Carbon footprints refer to the total amount of carbon dioxide a corporation emits through its operations. There is no set process to quantify a company's carbon footprint, but across the EU, firms and corporations - rather than politicians - are the ones leading the debate on how to arrive at a method to calculate a company's impact on the environment, Clark said.

And the reason why some companies are pushing to make carbon footprint disclosures a requirement by law in every corporation's annual report is entirely driven by business itself.

It's good for a company's reputation to be at the forefront of the fight against carbon emissions and global warming, he said, so businesses that don't usually have to deal with these problems too much - like financial firms - have partnered with NGOs, the United Nations Environment Programme (UNEP) and the European Commission to develop principles for responsible investing.

"It's important for investors to value and appraise a company's worth, taking into account its impact on the environment, both short- and long-term," Clark said.

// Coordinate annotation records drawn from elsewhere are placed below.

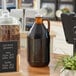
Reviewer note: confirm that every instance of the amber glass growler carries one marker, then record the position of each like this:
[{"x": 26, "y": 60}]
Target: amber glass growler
[{"x": 38, "y": 41}]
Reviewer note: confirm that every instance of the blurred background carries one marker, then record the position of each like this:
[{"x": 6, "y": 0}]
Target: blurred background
[{"x": 25, "y": 11}]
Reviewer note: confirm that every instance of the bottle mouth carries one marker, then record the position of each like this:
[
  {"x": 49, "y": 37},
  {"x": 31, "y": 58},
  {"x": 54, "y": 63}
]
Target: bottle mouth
[{"x": 38, "y": 20}]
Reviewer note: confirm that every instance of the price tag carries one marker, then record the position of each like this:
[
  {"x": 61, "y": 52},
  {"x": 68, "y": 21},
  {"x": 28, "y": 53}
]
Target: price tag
[{"x": 8, "y": 54}]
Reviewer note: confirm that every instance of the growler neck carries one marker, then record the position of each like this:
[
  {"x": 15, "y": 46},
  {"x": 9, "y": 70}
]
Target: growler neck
[{"x": 38, "y": 20}]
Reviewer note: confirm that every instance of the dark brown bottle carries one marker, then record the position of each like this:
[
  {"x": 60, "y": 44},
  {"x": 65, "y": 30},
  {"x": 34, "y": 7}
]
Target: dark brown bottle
[{"x": 38, "y": 41}]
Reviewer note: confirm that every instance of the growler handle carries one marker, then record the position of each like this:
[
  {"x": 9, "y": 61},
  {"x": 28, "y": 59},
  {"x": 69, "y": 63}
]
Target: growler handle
[{"x": 48, "y": 24}]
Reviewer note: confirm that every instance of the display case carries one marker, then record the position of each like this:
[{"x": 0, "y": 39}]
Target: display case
[{"x": 51, "y": 6}]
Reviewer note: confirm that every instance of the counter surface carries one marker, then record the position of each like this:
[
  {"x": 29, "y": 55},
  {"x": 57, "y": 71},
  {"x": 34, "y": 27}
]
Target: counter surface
[{"x": 27, "y": 70}]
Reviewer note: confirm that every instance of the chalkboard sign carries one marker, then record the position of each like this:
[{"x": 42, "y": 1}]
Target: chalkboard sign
[{"x": 8, "y": 54}]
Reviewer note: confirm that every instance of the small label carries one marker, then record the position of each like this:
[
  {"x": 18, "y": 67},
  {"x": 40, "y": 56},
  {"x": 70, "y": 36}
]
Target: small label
[{"x": 8, "y": 54}]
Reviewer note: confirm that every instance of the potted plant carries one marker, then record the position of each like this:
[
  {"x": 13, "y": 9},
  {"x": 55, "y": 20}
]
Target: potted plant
[{"x": 68, "y": 64}]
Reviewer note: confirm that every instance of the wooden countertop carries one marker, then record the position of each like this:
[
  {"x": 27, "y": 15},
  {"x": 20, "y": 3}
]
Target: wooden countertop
[{"x": 33, "y": 71}]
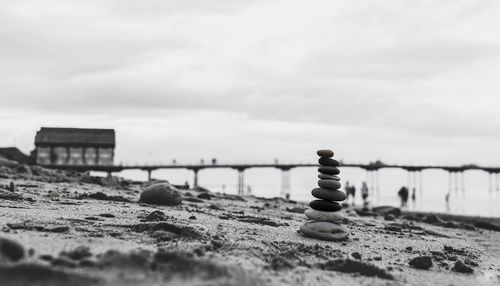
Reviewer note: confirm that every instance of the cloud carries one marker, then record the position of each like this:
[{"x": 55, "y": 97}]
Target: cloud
[{"x": 409, "y": 71}]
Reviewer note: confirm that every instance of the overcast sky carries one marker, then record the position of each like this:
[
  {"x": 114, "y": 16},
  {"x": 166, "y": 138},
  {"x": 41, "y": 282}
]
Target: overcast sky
[{"x": 243, "y": 81}]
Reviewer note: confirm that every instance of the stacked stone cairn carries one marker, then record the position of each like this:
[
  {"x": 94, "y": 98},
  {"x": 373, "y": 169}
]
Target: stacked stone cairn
[{"x": 324, "y": 214}]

In 2003, the European Commission passed legislation that forces companies in the EU to disclose in their annual reports their carbon footprints and other environmental risks and liabilities.

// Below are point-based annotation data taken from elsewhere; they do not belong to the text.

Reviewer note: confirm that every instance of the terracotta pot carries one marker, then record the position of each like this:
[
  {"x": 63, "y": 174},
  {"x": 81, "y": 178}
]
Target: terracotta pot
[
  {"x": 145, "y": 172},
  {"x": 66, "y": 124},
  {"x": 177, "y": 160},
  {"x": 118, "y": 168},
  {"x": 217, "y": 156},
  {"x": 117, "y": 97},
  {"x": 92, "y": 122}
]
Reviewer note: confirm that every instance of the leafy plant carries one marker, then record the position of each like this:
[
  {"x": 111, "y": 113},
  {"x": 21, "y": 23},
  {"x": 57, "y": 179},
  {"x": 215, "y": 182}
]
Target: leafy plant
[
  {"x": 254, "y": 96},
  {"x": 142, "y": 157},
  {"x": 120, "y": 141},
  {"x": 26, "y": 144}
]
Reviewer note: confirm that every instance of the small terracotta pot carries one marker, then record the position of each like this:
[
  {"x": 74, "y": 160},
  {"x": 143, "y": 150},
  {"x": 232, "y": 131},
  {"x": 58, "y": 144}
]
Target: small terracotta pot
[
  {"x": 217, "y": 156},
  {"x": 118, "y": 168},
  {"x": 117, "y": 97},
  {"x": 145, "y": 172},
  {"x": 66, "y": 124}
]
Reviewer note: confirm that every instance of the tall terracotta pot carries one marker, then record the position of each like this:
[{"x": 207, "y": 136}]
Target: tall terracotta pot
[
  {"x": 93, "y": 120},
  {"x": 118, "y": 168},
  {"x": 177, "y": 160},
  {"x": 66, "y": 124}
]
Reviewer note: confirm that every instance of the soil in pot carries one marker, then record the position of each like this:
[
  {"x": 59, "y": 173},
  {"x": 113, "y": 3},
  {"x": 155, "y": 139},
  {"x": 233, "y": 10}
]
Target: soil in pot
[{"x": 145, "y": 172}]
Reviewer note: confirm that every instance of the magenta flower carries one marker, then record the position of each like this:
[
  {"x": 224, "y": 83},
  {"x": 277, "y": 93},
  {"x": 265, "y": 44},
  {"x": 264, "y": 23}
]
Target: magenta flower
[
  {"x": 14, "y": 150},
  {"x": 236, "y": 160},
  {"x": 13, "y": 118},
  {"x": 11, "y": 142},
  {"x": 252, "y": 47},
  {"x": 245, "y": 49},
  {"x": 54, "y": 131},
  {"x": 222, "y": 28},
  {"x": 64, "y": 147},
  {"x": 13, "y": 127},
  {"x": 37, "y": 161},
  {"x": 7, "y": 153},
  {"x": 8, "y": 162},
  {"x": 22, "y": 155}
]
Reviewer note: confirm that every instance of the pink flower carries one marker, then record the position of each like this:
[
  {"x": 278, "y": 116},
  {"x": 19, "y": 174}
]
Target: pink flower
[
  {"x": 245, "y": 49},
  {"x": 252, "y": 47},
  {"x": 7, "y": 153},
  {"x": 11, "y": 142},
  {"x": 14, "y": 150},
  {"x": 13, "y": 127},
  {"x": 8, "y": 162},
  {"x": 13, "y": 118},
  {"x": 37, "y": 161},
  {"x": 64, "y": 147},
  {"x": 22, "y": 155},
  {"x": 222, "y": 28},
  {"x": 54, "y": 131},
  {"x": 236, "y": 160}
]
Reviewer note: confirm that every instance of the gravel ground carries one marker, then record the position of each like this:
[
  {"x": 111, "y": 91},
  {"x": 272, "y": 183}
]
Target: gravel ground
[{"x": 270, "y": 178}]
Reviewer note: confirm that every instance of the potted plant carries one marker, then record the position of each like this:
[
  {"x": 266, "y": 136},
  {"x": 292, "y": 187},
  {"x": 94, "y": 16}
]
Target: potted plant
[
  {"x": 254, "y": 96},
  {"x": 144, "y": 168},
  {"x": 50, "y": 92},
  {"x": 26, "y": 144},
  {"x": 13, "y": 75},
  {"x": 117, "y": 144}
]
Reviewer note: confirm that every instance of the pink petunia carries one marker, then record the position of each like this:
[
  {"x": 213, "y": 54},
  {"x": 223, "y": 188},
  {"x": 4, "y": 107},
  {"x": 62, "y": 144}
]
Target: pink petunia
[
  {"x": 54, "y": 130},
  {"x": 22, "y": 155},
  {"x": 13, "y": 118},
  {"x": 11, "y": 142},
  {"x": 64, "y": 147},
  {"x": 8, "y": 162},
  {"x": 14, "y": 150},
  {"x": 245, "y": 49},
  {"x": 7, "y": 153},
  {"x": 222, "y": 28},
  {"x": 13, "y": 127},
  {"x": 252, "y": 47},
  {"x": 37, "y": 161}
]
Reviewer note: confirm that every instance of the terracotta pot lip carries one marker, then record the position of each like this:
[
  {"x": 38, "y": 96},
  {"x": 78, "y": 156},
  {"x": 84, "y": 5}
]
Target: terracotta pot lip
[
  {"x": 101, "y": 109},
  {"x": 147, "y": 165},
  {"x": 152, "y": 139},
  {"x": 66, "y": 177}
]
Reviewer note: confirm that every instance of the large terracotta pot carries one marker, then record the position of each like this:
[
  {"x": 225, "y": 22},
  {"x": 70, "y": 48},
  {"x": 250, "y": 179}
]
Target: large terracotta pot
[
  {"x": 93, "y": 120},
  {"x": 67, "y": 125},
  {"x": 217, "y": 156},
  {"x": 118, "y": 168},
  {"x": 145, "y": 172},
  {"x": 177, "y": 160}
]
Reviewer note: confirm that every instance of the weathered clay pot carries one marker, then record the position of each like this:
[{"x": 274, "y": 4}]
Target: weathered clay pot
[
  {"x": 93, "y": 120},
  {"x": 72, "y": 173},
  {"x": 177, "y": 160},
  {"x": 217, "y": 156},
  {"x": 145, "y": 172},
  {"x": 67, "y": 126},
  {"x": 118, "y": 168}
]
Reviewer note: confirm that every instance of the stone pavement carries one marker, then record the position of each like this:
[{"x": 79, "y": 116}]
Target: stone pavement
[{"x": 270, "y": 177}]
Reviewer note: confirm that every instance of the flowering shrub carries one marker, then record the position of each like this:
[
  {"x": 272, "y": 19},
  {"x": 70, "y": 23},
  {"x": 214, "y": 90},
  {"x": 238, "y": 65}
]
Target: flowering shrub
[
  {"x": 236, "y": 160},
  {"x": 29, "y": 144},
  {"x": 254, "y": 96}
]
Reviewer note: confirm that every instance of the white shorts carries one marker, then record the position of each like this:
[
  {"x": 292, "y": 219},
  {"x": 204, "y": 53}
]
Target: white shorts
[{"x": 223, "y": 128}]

This requirement, which "forces companies to broaden the scope of their reporting to society," doesn't simply apply to a corporation's operations in Europe, but rather to its operations worldwide, Clark said.

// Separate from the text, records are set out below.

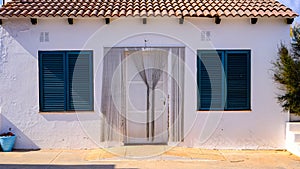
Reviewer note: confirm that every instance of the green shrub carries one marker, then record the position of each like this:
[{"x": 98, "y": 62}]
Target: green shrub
[{"x": 287, "y": 74}]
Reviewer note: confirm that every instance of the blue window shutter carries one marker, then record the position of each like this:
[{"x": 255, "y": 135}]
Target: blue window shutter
[
  {"x": 210, "y": 80},
  {"x": 80, "y": 80},
  {"x": 238, "y": 80},
  {"x": 52, "y": 79}
]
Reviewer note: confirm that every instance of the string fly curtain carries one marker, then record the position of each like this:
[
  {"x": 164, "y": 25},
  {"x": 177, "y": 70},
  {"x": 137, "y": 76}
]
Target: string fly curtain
[{"x": 150, "y": 63}]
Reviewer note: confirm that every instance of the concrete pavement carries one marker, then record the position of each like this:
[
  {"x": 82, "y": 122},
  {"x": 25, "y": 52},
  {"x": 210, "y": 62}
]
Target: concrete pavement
[{"x": 149, "y": 157}]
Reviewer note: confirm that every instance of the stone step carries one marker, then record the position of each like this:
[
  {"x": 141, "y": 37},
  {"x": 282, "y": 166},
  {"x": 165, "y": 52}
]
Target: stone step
[{"x": 293, "y": 126}]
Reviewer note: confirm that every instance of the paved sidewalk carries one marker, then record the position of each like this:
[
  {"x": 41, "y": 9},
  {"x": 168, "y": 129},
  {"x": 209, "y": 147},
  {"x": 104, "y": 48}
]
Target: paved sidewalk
[{"x": 149, "y": 157}]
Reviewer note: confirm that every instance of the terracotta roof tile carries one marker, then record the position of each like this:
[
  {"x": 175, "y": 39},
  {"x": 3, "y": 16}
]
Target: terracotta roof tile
[{"x": 144, "y": 8}]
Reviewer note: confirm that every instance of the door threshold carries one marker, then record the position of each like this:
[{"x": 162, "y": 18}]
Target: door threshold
[{"x": 146, "y": 144}]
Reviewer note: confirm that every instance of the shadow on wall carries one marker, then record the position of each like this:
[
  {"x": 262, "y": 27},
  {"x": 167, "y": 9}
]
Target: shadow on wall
[
  {"x": 21, "y": 137},
  {"x": 8, "y": 166}
]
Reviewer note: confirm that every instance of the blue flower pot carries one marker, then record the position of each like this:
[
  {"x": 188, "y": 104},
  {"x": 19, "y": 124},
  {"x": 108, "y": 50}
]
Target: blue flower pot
[{"x": 7, "y": 143}]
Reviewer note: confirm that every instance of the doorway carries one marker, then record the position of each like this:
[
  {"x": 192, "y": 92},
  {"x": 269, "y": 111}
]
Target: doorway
[{"x": 142, "y": 95}]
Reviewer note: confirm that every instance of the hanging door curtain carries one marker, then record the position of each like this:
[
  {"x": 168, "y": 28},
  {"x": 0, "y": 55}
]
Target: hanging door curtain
[{"x": 150, "y": 64}]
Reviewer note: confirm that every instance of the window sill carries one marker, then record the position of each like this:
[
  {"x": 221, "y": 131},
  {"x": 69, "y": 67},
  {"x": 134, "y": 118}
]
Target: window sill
[
  {"x": 67, "y": 112},
  {"x": 224, "y": 111}
]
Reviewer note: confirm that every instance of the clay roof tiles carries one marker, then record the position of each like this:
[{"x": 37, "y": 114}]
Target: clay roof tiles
[{"x": 145, "y": 8}]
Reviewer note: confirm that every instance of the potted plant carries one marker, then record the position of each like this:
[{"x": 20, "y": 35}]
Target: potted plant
[
  {"x": 287, "y": 74},
  {"x": 7, "y": 141}
]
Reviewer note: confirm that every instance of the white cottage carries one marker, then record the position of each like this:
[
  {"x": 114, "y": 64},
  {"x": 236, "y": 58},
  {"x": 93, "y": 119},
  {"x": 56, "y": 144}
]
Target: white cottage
[{"x": 93, "y": 73}]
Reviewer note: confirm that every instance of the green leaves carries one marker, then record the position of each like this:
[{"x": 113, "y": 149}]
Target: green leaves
[{"x": 287, "y": 74}]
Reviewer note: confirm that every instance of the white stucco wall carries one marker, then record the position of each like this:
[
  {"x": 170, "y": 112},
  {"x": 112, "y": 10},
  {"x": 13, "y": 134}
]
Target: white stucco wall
[{"x": 261, "y": 128}]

"So the corporation that's present in 60 countries has to report what it has been doing around the world, in Africa, in Singapore, everywhere."

Clark said this type of legislation immediately distinguishes green corporations from the rest, creating a list of "good and bad companies that investors and customers can pick from."

And if a company wants to be on the good list, it will have to erase - or at least blur - its carbon footprint.

"Of course strong public consciousness is vital to encourage companies to want to make those changes to their operations," Clark said.

Customers' and investors' marked preference for companies that report small carbon footprints, he said, puts pressure on the corporations that have more environmental liabilities. He said he's generally found only 20 percent of any given audience he speaks to is environmentally conscious when it makes purchasing or investing decisions.

In Europe, however, that percentage may be higher due to the proximity of the member nations - and their subsequent sharing of natural resources - as well as past environmental disasters that have directed the public's attention to these issues.

"Perhaps it's Chernobyl. Perhaps it's the Rhine River turning different colors in different countries," Clark said.

He praised Gore's ability to mobilize young people and get them interested in environmental issues. Still, he favored tangible solutions, like legislation, to reduce the rate at which global warming is spreading.

In 2006, the British Parliament passed the Companies Act, which requires the board of directors of corporations to take on additional responsibilities regarding the company's operations, including their impact on the environment.

"The Act places significant responsibility on the board of directors," Clark said. "Before, they usually didn't know too much about what went on with the company and its operations around the globe, but under the act, they've had to become informed and really understand the long-term effects of carbon emissions and the roles they can play in reducing these practices."

The Companies Act, he said, is modeled after the European Commission's 2003 legislation and furthers the EU's efforts to promote corporate social responsibility.

"There is growing momentum about this right now," Clark said. "And that's promising because the cost of not doing anything to reduce carbon emissions and slow down global warming right now may be astronomical for the children of our children."